Desmond Tutu savait rire à gorge déployée mais il pleurait en public pour honnir les iniquités. Sous l’apartheid, les larmes de l’homme de Dieu qu’il fut symbolisaient la certitude qu’un jour les ténèbres disparaîtront pour laisser la place à un soleil éclatant. Comme beaucoup de ceux qui, en Afrique et dans les autres parties du monde, espéraient cet aboutissement, la chute du gouvernement ségrégationniste d’apartheid couronna cette lutte de longue haleine maillée d’énormes sacrifices. Passer sa vie à réclamer la justice comme l’ont fait les héros de la lutte antiapartheid est un bel exemple d’humanité.

A 90 ans, l'ami de Madiba était le dernier de la génération des Sud-Africains marqués au fer par le côté imprévisible de l’être humain quand il est incapable de rejeter le totalitarisme. L’apartheid c'était, en effet, l’incarnation d’un absolutisme selon lequel les hommes ne comptaient pas tant qu’ils n’étaient pas vus tels quels par la société qui les accueille du fait de leur « mauvaise » couleur de peau. La raison a fini par triompher et ouvrir les yeux de ceux qui feignaient de ne pas voir l’éclat de lumière qui jaillit en chacun de nous, à savoir que malgré nos différences, nous sommes tous égaux.

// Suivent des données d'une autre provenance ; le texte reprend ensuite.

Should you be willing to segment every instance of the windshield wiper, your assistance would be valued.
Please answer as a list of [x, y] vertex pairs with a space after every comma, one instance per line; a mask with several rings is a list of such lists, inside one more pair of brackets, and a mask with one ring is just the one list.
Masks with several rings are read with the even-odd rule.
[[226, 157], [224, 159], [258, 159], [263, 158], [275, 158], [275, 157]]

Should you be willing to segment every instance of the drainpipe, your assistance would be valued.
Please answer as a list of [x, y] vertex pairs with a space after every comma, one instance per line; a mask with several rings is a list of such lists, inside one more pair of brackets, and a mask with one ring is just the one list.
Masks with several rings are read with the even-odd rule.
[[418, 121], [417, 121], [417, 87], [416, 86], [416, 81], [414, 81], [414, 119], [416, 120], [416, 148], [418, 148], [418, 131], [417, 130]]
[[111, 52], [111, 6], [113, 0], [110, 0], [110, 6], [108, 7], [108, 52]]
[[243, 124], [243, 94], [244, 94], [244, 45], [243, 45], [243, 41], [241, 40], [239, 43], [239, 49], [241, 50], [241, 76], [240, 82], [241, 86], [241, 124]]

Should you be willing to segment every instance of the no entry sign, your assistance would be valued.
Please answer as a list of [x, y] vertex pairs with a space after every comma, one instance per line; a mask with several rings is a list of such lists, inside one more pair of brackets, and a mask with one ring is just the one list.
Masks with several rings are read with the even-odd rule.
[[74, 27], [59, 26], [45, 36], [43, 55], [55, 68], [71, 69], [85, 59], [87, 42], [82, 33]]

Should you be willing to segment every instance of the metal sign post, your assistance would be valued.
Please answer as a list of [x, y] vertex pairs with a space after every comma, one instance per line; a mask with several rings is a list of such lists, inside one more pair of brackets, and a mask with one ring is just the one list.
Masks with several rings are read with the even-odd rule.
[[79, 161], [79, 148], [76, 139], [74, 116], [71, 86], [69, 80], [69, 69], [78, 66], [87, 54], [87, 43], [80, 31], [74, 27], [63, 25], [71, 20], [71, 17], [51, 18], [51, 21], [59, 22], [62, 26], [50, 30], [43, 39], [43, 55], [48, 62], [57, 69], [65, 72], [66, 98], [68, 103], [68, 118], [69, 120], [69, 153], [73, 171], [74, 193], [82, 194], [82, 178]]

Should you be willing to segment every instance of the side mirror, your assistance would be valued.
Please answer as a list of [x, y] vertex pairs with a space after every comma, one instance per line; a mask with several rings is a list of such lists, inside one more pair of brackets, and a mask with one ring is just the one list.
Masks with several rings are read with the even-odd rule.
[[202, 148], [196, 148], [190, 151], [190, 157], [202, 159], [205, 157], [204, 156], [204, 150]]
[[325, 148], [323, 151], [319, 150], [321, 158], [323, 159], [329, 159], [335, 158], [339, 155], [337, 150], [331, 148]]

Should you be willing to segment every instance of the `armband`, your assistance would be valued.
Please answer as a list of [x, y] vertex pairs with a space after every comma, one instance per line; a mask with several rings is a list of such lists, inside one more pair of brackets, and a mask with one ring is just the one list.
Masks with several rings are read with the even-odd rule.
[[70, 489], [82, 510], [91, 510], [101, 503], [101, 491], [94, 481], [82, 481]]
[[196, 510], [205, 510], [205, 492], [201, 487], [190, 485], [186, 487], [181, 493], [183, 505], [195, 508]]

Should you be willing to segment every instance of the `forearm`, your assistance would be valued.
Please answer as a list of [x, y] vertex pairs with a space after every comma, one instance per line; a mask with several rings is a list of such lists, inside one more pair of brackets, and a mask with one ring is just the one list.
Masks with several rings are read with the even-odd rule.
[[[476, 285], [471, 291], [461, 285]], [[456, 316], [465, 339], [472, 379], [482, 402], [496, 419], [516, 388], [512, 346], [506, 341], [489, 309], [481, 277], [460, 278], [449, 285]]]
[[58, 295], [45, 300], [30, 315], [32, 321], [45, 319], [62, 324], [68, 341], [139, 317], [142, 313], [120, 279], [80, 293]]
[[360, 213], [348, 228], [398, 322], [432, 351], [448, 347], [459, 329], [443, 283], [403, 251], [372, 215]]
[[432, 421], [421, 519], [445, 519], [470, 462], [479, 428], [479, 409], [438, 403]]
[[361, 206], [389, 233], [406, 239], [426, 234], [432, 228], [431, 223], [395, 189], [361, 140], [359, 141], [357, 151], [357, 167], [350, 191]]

S’ils se rencontrent, Desmond Tutu pourrait convier Nelson Mandela et tous leurs camarades de l’époque de l’apartheid à prier ensemble pour un monde meilleur. Pour une Afrique du Sud où Noirs, Blancs et Métis élèveront à l’unisson le chant de l’unité et de la cohésion nationale pour un bonheur partagé. Aux grands hommes, les grands destins, les grands hommages. Desmond Tutu faisait bien partie de cette grande famille-là.